I need to get all URLs (url()
expressions) from CSS files. For example:
b { background: url(img0) }
b { background: url("img1") }
b { background: url('img2') }
b { background: url( img3 ) }
b { background: url( "img4" ) }
b { background: url( 'img5' ) }
b { background: url (img6) }
b { background: url ("img7") }
b { background: url ('img8') }
{ background: url('noimg0) }
{ background: url(noimg1') }
/*b { background: url(noimg2) }*/
b { color: url(noimg3) }
b { content: 'url(noimg4)' }
@media screen and (max-width: 1280px) { b { background: url(img9) } }
b { background: url(img10) }
I need to get all img*
URLs, but not noimg*
URLs (invalid syntax or invalid property or inside comments).

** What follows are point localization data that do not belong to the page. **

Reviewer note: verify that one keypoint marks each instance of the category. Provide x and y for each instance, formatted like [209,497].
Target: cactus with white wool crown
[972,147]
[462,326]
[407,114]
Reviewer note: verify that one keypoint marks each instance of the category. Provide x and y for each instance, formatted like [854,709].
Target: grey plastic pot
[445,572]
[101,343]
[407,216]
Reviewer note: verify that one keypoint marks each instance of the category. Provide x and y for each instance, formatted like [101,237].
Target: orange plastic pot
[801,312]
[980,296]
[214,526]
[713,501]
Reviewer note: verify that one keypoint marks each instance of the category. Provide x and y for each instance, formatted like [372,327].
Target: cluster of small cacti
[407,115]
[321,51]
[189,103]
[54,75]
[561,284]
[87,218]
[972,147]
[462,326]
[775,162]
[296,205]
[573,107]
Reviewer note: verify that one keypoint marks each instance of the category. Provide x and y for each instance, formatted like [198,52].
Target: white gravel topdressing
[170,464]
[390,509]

I've tried using good old regular expressions. After some trial and error I got this:
private static IEnumerable<string> ParseUrlsRegex (string source)
{
var reUrls = new Regex(@"(?nx)
url \s* \( \s*
(
(?! ['""] )
(?<Url> [^\)]+ )
(?<! ['""] )
|
(?<Quote> ['""] )
(?<Url> .+? )
\k<Quote>
)
\s* \)");
return reUrls.Matches(source)
.Cast<Match>()
.Select(match => match.Groups["Url"].Value);
}
That's one crazy regex, but it still doesn't work -- it matches 3 invalid URLs (namely, 2, 3 and 4). Furthermore, everyone will say that using regex for parsing complex grammar is wrong.

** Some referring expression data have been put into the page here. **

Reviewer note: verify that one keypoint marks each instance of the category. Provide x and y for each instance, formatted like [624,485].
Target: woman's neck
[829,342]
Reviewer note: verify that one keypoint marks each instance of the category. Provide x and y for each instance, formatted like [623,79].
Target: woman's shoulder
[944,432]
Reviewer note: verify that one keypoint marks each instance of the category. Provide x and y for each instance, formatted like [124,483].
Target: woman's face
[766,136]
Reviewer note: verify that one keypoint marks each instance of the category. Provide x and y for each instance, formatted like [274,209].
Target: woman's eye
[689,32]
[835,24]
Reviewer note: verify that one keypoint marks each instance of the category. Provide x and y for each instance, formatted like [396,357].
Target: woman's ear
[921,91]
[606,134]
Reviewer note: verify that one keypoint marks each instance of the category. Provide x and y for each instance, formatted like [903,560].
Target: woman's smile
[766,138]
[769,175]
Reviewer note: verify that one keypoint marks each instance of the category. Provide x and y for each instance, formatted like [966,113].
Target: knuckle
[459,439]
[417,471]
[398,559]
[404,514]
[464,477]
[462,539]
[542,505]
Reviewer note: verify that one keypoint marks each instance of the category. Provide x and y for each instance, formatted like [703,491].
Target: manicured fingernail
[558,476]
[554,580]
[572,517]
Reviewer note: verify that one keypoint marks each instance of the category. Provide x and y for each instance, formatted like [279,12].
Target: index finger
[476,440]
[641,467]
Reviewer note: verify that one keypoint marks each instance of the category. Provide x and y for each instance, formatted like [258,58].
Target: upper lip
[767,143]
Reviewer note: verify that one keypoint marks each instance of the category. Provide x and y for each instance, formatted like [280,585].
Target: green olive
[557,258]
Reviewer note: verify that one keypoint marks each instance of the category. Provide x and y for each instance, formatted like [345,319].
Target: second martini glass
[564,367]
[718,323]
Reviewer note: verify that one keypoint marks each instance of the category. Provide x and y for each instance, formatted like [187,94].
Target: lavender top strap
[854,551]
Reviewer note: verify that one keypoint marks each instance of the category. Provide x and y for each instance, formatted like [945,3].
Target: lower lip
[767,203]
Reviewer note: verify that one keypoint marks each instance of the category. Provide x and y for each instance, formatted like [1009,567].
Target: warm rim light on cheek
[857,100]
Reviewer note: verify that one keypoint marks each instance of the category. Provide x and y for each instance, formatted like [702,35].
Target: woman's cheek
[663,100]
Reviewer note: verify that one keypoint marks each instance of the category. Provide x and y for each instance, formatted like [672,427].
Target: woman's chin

Let's try another approach. According to this question, the only viable option is ExCSS (others are either too simple or outdated). With ExCSS I got this:
private static IEnumerable<string> ParseUrlsExCss (string source)
{
var parser = new StylesheetParser();
parser.Parse(source);
return parser.Stylesheet.RuleSets
.SelectMany(i => i.Declarations)
.SelectMany(i => i.Expression.Terms)
.Where(i => i.Type == TermType.Url)
.Select(i => i.Value);
}
Unlike regex solution, this one doesn't list invalid URLs. But it doesn't list some valid ones! Namely, 9 and 10. Looks like this is known issue with some CSS syntax, and it can't be fixed without rewriting the whole library from scratch. ANTLR rewrite seems to be abandoned.

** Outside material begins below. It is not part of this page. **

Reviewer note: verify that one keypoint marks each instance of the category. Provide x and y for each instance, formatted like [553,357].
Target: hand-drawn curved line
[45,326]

Question: How to extract all URLs from CSS files? (I need to parse any CSS files, not only the one provided as an example above. Please don't heck for "noimg" or assume one-line declarations.)
N.B. This is not a "tool recommendation" question, as any solution will be fine, be it a piece of code, a fix to one of the above solutions, a library or anything else; and I've clearly defined the function I need.